The National Retail Federation today welcomed final passage of legislation requiring businesses that own or operate critical infrastructure to report cyberattacks to federal authorities, saying it will help protect resources ranging from the nation’s electrical grid to the availability of essential consumer products.
“We appreciate the fact that Congress has taken a major step forward to protect our nation against cyberattacks while still focusing on the most truly critical elements of critical infrastructure,” NRF Vice President for Retail Technology and Cybersecurity Christian Beckner said. “Lawmakers have listened to the concerns of retail and other industries. This is a carefully crafted measure that will enhance the quality of cyber threat information that is shared with private industry and accomplishes its goals in a way that is balanced and risk-based. Retailers work every day to protect against cyber threats in coordination with the federal government and through threat-sharing programs such as those run by NRF. This legislation will complement those efforts and ensure that all entities play the appropriate role.”
Among other provisions, the bill would require that owners and operators of critical infrastructure report to the federal Cybersecurity and Infrastructure Security Agency within 72 hours if they are experiencing a substantial cyberattack and within 24 hours if they make a ransomware payment.

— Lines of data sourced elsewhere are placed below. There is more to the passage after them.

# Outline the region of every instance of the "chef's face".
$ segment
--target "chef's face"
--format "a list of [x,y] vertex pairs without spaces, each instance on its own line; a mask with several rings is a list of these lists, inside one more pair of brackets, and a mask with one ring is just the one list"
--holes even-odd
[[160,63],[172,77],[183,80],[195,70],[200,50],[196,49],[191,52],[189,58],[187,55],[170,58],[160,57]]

CISA will determine which types of businesses would be required to report depending on considerations such as how broadly an attack would disrupt the economy or impact national security. Information from the reports will be used to improve defenses against cyberattacks and be shared with other cyber-intelligence agencies and cybersecurity experts in private industry.
NRF has led the retail industry’s efforts to prevent and respond to cyberattacks for years, bringing top retail cybersecurity experts together in the NRF IT Security Council and sharing information about attacks through the NRF Cyber Risk Exchange.